Findings from a survey and interviews with management journal editors (and others involved in journal publication) reveal a complex scenario; many editors believe that a formalized requirement within the journal publication process may have detrimental outcomes and, in fact, diminish the ethical integrity of management scholarship.
Building on these findings, this paper argues that ethical concern for the research subject merely in terms of institutional rule compliance and avoidance of harm to individual participants is insufficient, and calls for explicitly positive engagement with both the individual and the collective subject of management research should receive due ethical consideration. An alternative model involving reflexive ethical consideration of research subjects across the publication process—with implications for role of authors, reviewers, editors, and research subjects—is outlined.
Michelle Greenwood, 2016. Approving or Improving Research Ethics In Management Journals.
Journal of Business Ethics, 137(3), 507–520.
A citation analysis of business ethics research: a global perspective
This study provides a global perspective on citations of articles published in ten business ethics journals between 1999 and 2012 and establishes three findings.
First, the results indicate that Journal of Business Ethics and Business and Society are the two top business ethics journals based on the distribution of normalized citations received.

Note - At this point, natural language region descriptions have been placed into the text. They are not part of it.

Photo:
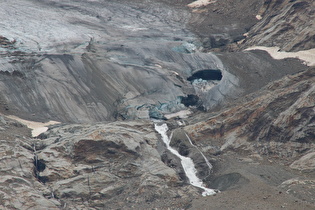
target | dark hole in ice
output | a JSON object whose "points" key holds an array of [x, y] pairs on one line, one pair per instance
{"points": [[207, 74], [190, 100], [39, 164]]}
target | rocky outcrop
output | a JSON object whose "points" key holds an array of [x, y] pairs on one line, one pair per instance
{"points": [[277, 121], [287, 24], [116, 165]]}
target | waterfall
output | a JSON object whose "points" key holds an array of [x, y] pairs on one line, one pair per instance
{"points": [[187, 163]]}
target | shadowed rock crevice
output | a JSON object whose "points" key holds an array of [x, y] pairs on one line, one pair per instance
{"points": [[207, 74]]}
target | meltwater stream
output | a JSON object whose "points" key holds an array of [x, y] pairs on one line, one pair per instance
{"points": [[187, 163]]}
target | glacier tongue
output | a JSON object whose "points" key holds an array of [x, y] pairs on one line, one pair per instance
{"points": [[187, 163]]}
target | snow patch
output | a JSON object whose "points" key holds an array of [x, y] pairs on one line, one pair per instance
{"points": [[187, 163], [308, 56]]}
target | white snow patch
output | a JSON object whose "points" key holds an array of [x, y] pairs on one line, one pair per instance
{"points": [[37, 127], [187, 163], [308, 56], [200, 3], [181, 114]]}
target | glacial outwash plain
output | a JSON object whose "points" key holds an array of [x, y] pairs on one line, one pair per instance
{"points": [[157, 104]]}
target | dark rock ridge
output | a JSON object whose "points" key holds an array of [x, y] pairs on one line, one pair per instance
{"points": [[275, 121], [103, 68], [287, 24]]}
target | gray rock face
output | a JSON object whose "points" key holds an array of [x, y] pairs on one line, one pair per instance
{"points": [[114, 165], [287, 24], [94, 61]]}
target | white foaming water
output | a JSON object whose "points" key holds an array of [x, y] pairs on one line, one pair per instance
{"points": [[187, 163]]}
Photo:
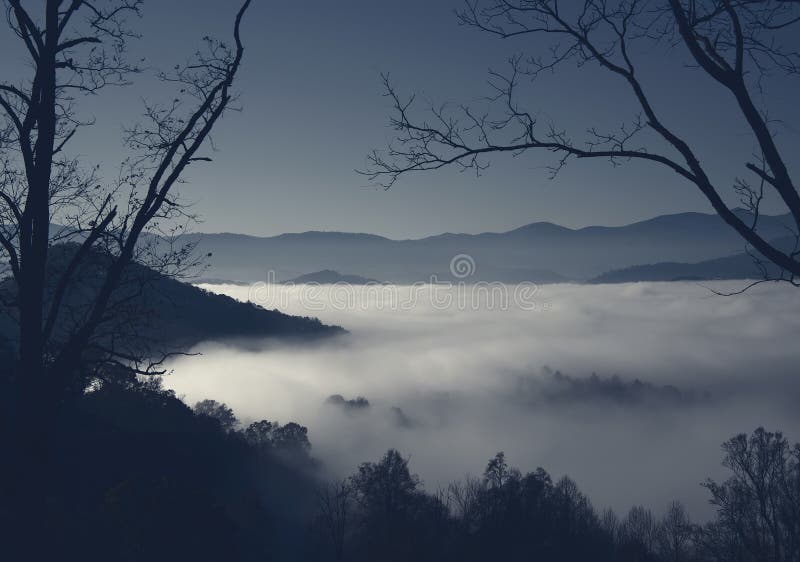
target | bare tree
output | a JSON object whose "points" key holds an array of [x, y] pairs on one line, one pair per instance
{"points": [[335, 504], [737, 43], [758, 507], [78, 48], [75, 49]]}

Second, although North America, particularly the US, remains the top producer of business ethics research, it has been surpassed by Europe in terms of weighted normalized research citations received in 2012, implying a potential diminishing global role of US influence in business ethics research over time.
Third, the top-ranked US institutions have reduced their business ethics research impact in recent years, while the European institutions have sharply increased theirs.
Kam C. Chan, Anna Fung, Hung-Gay Fung & Jot Yau. 2016. A Citation Analysis of Business Ethics Research: A Global Perspective.
Journal of Business Ethics, 136(3), 557-573.